Evidently this "large" transaction bug concerns some of the bugs being
fixed in the upcoming service pack 4. It also relates to my post about
recovery. There *is* a bug in that it is possible to introduce
duplicate keys in very large transactions. In my case, the transaction
was 5000 INSERTs (give or take one). I'm going to try to reproduce this
error later in the week, but let me relate the entirety of the problem
(which I thought would be too much info in my earlier post).
I'm converting a large FoxPro database to SQL Server. I'm running SQL
Server 6.5 Enterprise on a server configured with MSCS. I'm moving over
and massaging ~5 million rows of data. I've chunked it into groups of
5000 records. Each batch was taking ~20 minutes to execute. On the
night that the big job was run, it clashed with a user-scheduled
checkpoint (I haven't pointed fingers at that culprit yet!) shortly
after midnight. At 7AM, the same batch was running. The thread was
killed which (seemingly) triggered an error to MSCS which failed over to
our second server.
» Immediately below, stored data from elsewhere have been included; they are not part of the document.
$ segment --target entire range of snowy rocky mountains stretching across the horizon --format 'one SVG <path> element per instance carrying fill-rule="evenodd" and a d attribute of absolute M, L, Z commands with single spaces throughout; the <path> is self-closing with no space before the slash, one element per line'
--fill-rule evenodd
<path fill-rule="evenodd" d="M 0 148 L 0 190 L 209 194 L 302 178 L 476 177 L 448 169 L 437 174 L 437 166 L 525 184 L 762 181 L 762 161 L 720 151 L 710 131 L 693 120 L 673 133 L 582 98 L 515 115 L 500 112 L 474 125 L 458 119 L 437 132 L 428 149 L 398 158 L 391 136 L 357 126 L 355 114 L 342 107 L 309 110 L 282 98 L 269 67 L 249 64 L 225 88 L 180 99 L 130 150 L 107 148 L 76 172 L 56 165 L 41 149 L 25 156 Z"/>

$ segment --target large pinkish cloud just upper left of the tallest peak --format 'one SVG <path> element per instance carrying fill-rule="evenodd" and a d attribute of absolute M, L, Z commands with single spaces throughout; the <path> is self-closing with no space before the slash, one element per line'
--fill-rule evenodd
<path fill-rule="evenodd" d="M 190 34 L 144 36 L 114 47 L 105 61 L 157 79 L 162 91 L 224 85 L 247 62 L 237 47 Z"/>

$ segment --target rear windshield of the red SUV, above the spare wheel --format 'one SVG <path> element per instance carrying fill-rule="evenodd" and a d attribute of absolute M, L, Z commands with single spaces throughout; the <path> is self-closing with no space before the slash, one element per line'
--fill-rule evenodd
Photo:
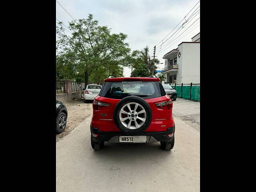
<path fill-rule="evenodd" d="M 127 96 L 139 96 L 144 99 L 164 96 L 159 82 L 105 82 L 100 96 L 122 99 Z"/>

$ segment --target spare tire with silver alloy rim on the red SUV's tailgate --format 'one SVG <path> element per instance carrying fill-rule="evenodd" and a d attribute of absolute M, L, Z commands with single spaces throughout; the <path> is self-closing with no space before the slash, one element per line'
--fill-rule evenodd
<path fill-rule="evenodd" d="M 116 126 L 126 134 L 144 132 L 151 123 L 152 112 L 149 104 L 138 96 L 120 100 L 114 110 Z"/>

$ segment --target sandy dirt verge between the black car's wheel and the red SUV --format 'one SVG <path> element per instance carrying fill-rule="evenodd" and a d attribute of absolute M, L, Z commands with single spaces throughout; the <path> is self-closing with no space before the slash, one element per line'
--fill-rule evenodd
<path fill-rule="evenodd" d="M 76 126 L 78 126 L 83 120 L 92 114 L 92 101 L 84 103 L 84 100 L 80 99 L 63 103 L 68 109 L 67 126 L 61 134 L 56 134 L 56 142 L 69 134 L 74 128 L 76 128 Z"/>

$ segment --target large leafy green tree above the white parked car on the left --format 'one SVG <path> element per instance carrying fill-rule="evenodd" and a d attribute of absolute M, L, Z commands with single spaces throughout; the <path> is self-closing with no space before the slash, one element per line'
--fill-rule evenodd
<path fill-rule="evenodd" d="M 99 26 L 92 14 L 87 19 L 69 22 L 68 29 L 71 35 L 66 34 L 62 22 L 56 27 L 59 38 L 56 42 L 56 66 L 60 63 L 72 66 L 72 72 L 67 72 L 69 76 L 78 73 L 94 79 L 104 74 L 106 78 L 109 72 L 120 74 L 123 66 L 129 66 L 130 48 L 124 42 L 126 34 L 111 34 L 111 29 Z"/>

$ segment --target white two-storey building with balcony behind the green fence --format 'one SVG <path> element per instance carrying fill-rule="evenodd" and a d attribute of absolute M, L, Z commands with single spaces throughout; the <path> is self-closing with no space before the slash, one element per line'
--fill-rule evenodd
<path fill-rule="evenodd" d="M 200 83 L 200 33 L 163 57 L 167 83 Z"/>

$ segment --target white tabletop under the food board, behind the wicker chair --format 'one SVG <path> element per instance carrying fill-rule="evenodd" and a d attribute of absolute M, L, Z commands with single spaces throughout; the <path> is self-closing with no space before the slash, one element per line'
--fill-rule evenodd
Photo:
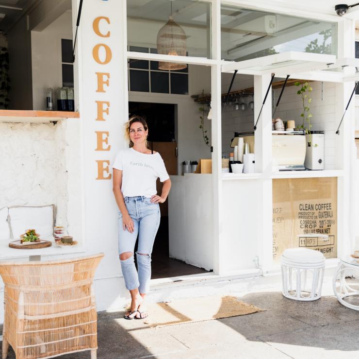
<path fill-rule="evenodd" d="M 62 256 L 76 253 L 84 253 L 87 250 L 81 245 L 58 246 L 54 239 L 46 239 L 52 242 L 51 247 L 41 249 L 16 249 L 10 248 L 8 241 L 0 241 L 0 260 L 25 258 L 25 260 L 41 260 L 41 256 Z"/>

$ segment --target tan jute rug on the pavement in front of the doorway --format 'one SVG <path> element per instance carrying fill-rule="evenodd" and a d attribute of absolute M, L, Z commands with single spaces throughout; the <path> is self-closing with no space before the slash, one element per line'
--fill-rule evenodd
<path fill-rule="evenodd" d="M 149 317 L 144 323 L 153 327 L 201 322 L 251 314 L 262 309 L 232 296 L 210 296 L 148 304 Z"/>

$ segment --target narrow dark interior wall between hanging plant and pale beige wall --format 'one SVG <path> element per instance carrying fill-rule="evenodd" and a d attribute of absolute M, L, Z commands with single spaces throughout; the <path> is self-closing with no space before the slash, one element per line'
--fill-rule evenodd
<path fill-rule="evenodd" d="M 7 37 L 11 80 L 9 110 L 32 110 L 31 33 L 26 17 L 16 23 Z"/>

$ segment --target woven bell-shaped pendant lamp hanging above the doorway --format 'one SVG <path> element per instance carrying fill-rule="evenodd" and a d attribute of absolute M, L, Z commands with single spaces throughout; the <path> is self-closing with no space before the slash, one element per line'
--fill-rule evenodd
<path fill-rule="evenodd" d="M 172 11 L 171 11 L 172 13 Z M 186 34 L 183 29 L 173 21 L 173 17 L 168 18 L 167 23 L 157 34 L 157 51 L 164 55 L 186 56 Z M 182 70 L 186 64 L 176 64 L 174 62 L 160 61 L 160 70 Z"/>

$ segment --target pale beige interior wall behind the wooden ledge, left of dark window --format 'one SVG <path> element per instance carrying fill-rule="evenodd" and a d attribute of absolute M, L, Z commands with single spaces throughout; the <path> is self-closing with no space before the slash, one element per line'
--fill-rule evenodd
<path fill-rule="evenodd" d="M 62 87 L 61 39 L 72 39 L 72 15 L 66 12 L 43 31 L 31 32 L 33 109 L 46 110 L 46 89 L 51 87 L 54 110 L 57 88 Z"/>

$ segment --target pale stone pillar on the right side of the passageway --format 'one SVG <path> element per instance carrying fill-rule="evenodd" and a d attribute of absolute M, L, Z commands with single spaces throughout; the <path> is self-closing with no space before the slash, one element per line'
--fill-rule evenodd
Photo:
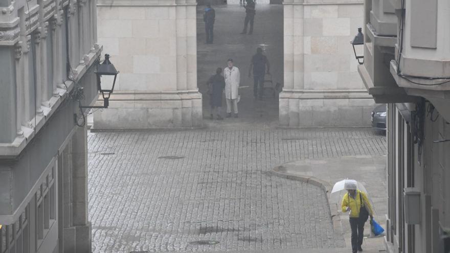
<path fill-rule="evenodd" d="M 284 0 L 281 126 L 369 126 L 374 102 L 357 74 L 349 41 L 363 26 L 363 4 Z"/>

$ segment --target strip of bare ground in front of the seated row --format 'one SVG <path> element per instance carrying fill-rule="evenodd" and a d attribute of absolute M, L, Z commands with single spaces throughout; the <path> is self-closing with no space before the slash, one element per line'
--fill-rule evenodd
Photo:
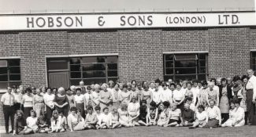
<path fill-rule="evenodd" d="M 13 135 L 1 134 L 1 137 L 8 137 Z M 17 135 L 26 137 L 256 137 L 256 126 L 244 126 L 241 128 L 196 128 L 188 129 L 184 127 L 175 128 L 161 128 L 161 127 L 135 127 L 135 128 L 120 128 L 113 130 L 87 130 L 80 132 L 63 132 L 63 133 L 51 133 L 51 134 L 33 134 L 33 135 Z"/>

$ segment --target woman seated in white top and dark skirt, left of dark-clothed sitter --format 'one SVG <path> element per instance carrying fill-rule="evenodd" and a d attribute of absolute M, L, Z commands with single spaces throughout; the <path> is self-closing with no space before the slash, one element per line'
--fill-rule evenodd
<path fill-rule="evenodd" d="M 169 111 L 169 123 L 165 127 L 179 127 L 178 123 L 181 119 L 181 110 L 177 109 L 177 105 L 174 103 Z"/>

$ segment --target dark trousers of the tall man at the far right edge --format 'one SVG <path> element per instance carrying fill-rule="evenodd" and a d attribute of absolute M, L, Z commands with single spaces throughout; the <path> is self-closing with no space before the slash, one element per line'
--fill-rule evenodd
<path fill-rule="evenodd" d="M 247 112 L 249 124 L 252 123 L 254 117 L 254 104 L 252 103 L 252 98 L 254 95 L 254 91 L 252 89 L 247 90 Z"/>

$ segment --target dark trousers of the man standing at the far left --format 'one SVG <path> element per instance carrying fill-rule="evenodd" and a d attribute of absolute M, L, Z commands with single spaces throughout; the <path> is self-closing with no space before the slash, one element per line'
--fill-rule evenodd
<path fill-rule="evenodd" d="M 9 118 L 11 119 L 11 125 L 12 125 L 12 130 L 13 124 L 14 124 L 14 106 L 3 106 L 3 112 L 4 112 L 4 117 L 5 117 L 5 122 L 6 122 L 6 132 L 9 132 Z"/>

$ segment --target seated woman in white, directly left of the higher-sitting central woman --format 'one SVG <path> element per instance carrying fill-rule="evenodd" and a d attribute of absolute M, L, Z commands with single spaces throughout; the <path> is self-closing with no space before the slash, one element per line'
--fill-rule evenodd
<path fill-rule="evenodd" d="M 130 127 L 127 111 L 127 103 L 121 103 L 121 108 L 117 110 L 119 114 L 119 122 L 124 127 Z"/>

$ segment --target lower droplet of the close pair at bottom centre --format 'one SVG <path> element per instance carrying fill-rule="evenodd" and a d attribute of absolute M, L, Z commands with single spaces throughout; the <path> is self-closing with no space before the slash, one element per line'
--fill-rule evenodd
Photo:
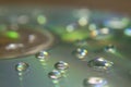
<path fill-rule="evenodd" d="M 49 76 L 49 78 L 52 78 L 52 79 L 59 79 L 59 78 L 62 77 L 61 73 L 57 70 L 53 70 L 52 72 L 49 72 L 48 76 Z"/>

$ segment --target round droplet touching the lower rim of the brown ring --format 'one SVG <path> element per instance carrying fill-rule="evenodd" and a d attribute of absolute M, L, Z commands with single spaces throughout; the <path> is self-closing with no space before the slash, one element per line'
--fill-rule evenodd
<path fill-rule="evenodd" d="M 46 61 L 49 57 L 49 53 L 47 51 L 40 51 L 38 53 L 36 53 L 36 58 L 39 60 L 39 61 Z"/>

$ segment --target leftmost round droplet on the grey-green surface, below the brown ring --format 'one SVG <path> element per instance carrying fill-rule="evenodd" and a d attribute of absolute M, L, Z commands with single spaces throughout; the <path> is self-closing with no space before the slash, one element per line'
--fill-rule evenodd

This seems to have issued a SQL Server stop on
server A and a SQL Server start on server B. As it should, the start of
SQL Server B attempted to recover the database. Three days later, the
database was still in recovery (after 40 hours, attempts were made to
remove the database, set up trace flags, etc.) Nothing worked and MS
was notified. A MS tech investigated the problem and determined that
there were duplicates in the database.
Since this time, I've been told (all hearsay, I'm trying to get names)
that MS has identified this bug and has a hot fix that they're willing
to give us prior to the release of the service pack. Management is not
e*d about this and I'm just trying to get some more information from
anyone that might have any information. Some of this discussion has
surrounded the long time of recovery (hence my other posts).
I don't have much else to add. I'm sitting here with a client that is
none too happy, and I'm trying to placate decision-makers. I'm really
just looking for any info that anyone may have on this/these
problem(s). My client's downtime is measured in dollars per minute and
if we had a 40 hour database recovery in production, there'd be no need
to come into work because they'd be out of business.
Thanks for the soapbox (and all the help).